The Affordable Care Act (ACA) requires that most Americans have health insurance that meets minimum federal requirements.  Under the controversial mandate, starting in 2014, most individuals under 65 must purchase minimum essential health insurance coverage or pay a penalty to the IRS.  One practical concern is that healthy individuals may be less likely to purchase health insurance if the penalty cost is less than the cost of buying insurance.  That is, is the penalty strong enough to achieve it’s purpose?

In Measuring the Strength of the Individual Mandate, Milliman explores individual mandate parameters, the affordability exemption, and its influence on healthy individuals to acquire or maintain coverage.
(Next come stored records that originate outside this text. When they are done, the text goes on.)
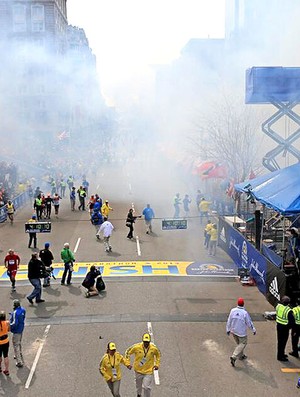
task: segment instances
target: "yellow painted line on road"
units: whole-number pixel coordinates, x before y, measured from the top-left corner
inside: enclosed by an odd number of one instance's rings
[[[300,368],[281,368],[281,372],[285,372],[285,373],[300,372]]]
[[[73,277],[85,277],[89,268],[94,265],[100,268],[104,277],[114,276],[225,276],[235,277],[233,270],[214,263],[181,262],[181,261],[135,261],[135,262],[75,262]],[[61,278],[64,272],[62,263],[54,263],[54,275]],[[20,265],[17,280],[27,280],[27,265]],[[9,281],[6,269],[0,267],[0,281]]]

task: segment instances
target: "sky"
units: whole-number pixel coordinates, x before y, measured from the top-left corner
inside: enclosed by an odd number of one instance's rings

The report models impact by comparing penalty amounts in 2016, the first year of implementation at full long-term levels, with cost estimations for purchasing the lowest-cost bronze plan in Health Insurance Exchanges.  Bronze plans are the most cost-efficient minimum essential insurance coverage provided to individuals ineligible for public health or employer-sponsored coverage.

Milliman’s excellent report report offers the following conclusions:

  • The individual mandate provides households below 200 percent of the federal poverty level with high financial incentive for insurance participation.
  • The penalty amount for households with income between 200 and 300 percent of the federal poverty level becomes much smaller relative to premium amounts due to the premium tax credit subsidy.
  • The individual mandate should encourage participation by a significant portion of households with income between 138 and 250 percent of the federal poverty level, a population that represents half of all of those uninsured and individually insured in 2010.
  • A significant portion of households earning 400 percent or more than the federal poverty level, especially those older than 50, may be effected by the affordability exemption. Insurance participation may still be reasonably high for those exempt from the mandate.
  • Many of the individuals with income exceeding 400 percent of the federal poverty level may seek an exemption, and Health Insurance Exchange planners should still receive potential exchange interaction from this population.
  • The individual mandate’s ability to encourage insurance participation may be effected by the lowest-cost bronze plan pricing and the indexing of the premium tax credit subsidy percentages and the affordability test percentage.